Parsi has described Iran’s Shi’ite Muslim dictatorship, considered by the United States as the leading state sponsor of terrorism, as a force for regional stability. He and NIAC vigorously advocated the 2015 deal between the United States, United Kingdom, France, Germany, Russia and China and Iran to lift nuclear sanctions in return for limitations on Iran’s program. (See “The National Iranian American Council; Tehran’s Best Friend in Washington”

—Iranian “hard-liners” suffered few setbacks to “moderates” and “reformers” in recent elections for the legislature and a clerical council. That’s because under Supreme Leader Ayatollah Ali Khamenei’s theocratic police state, they continue to dominate. They barred actual moderates and reformers from competing i
n the elections. As a result, voters decided among candidates representing competing groups of regime loyalists. See, for example, CAMERA’s “The Media and the Myth of the Moderate Mullahs,” March 2. But regime apologists like Parsi flog the notion of “moderates” undermining the power of “hard-liners” in Tehran to journalists who fail to look behind the curtain.

—The “Israel-must-be-wiped-out” Hebrew inscription on one of two missiles recently tested by Iran plainly is visible in photographs released by the same Fars News Agency that Booth reported issued photos and video with “no such markings.” See “The Iranian Missile Photo That CNN Missed,” CAMERA, March 21. The picture was provided by the semiofficial Fars (See, “The Iranian Missile Photo CNN Missed,” CAMERA, March 21.)
 
Who ‘punks’ who? And why?

*”For Netanyahu’s new U.S.-born spokesman, ‘outspoken’ may not cover it,” was a Booth “WorldViews” blog item that ran in print on March 19. It tried to strike notes both humorous and informative. The correspondent said that Prime Minister Benjamin Netanyahu’s new, U.S.-born foreign media adviser, David Keyes, “is best known as a wisecracking human rights activist who liked to ‘punk’ Iranian and Saudi dignitaries in pointed ‘mockumentaries done in a ‘Daily Show’ style.”

But near the item’s close, The Post’s Jerusalem bureau chief wrote that “in his advocacy, Keyes has pressed for human rights for Arabs—though his critics note he has not taken up the cause of Palestinians living under Israel’s 49-year military occupation.” “Israel’s 49-year military occupation” amounts to a sort of robo-call from Booth; it crops up repeatedly, apropos of unrelated information, as in this case. It almost always appears out of context. See, for example “Israel doesn’t trust NGOs that get money from U.S. and Europe. Here’s why” (Jan. 31, 2016) and “Israel’s Netanyahu blames children’s shows for Palestinian terror” (January 25).

Israel’s “49-year military occupation” of what? In a successful war of self-defense in 1967, Israel captured the Egyptian Sinai Peninsula, Syrian Golan Heights and the disputed Gaza Strip, West Bank and eastern Jerusalem. Gaza was occupied illegally by Egypt, the West Bank [Judea and Samaria] and east Jerusalem occupied illegally by Jordan. It returned the majority of the territory, the Sinai, to Egypt as a result of the 1979 Egyptian-Israeli peace treaty. It unilaterally withdrew from the Strip in 2005.

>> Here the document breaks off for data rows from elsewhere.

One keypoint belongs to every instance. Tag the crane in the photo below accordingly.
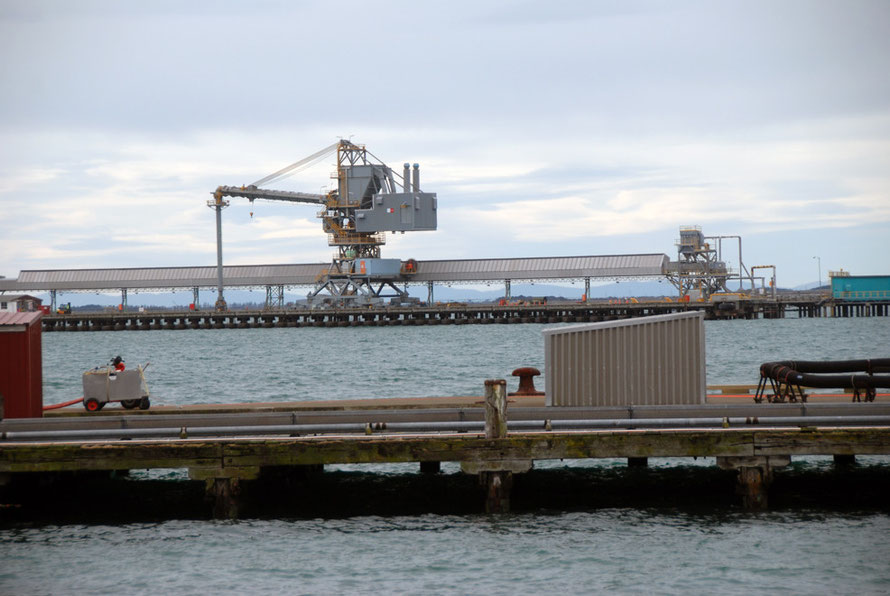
(367, 203)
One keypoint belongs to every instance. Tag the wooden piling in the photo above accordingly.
(495, 409)
(755, 474)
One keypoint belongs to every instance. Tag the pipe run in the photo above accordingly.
(436, 427)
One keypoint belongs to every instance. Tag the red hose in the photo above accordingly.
(63, 404)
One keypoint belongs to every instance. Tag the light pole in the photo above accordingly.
(819, 261)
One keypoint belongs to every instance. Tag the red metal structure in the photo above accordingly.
(21, 364)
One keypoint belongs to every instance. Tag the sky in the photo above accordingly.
(545, 128)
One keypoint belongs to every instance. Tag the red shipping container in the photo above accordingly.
(21, 364)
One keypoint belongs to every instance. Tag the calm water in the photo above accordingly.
(259, 365)
(714, 548)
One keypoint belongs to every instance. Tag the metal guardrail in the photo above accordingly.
(182, 427)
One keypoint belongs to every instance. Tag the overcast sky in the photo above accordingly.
(546, 128)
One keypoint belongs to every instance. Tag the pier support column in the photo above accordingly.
(496, 476)
(755, 476)
(430, 467)
(223, 488)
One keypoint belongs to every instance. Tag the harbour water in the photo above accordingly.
(617, 543)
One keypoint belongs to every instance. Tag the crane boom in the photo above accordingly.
(365, 205)
(252, 193)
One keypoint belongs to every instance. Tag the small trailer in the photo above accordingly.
(104, 384)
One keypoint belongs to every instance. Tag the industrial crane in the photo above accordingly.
(366, 204)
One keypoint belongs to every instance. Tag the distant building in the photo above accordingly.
(860, 287)
(19, 303)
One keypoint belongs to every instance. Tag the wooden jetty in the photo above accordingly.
(458, 314)
(228, 451)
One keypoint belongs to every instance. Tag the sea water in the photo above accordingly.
(610, 546)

Israeli offers to negotiate a return of part or all the Golan to Syria have been rejected. U.S.-Israeli and Israeli-only proposals of a West Bank and Gaza Strip state, with eastern Jerusalem as its capital, in exchange for peace with Israel, have been rebuffed by Palestinian leaders in 2000, 2001 and 2008. (See “Stop Giving Palestinians a Pass,” by Amb. Dennis Ross, The New York Times, Jan. 4, 2015 and “The Historic Betrayal of the Palestinians,” by Bassam Tawil, Gatestone Institute, April 5, 2016).

So “Israel’s 49-year military occupation” of West Bank Palestinian Arabs remains primarily the result of their refusal to end it by making peace with the Jewish state. Why that’s a cause Keyes should take up, The Post does not explain.

As for “human rights for Arabs,” Israeli Arabs, like Israeli Jews but unlike Arabs pretty much everywhere else in the Middle East, living under Arab rulers, have them. So no need for Keyes to focus on them either, not that The Post clarifies.

When the hole is bigger than the bagel, buyers know to beware.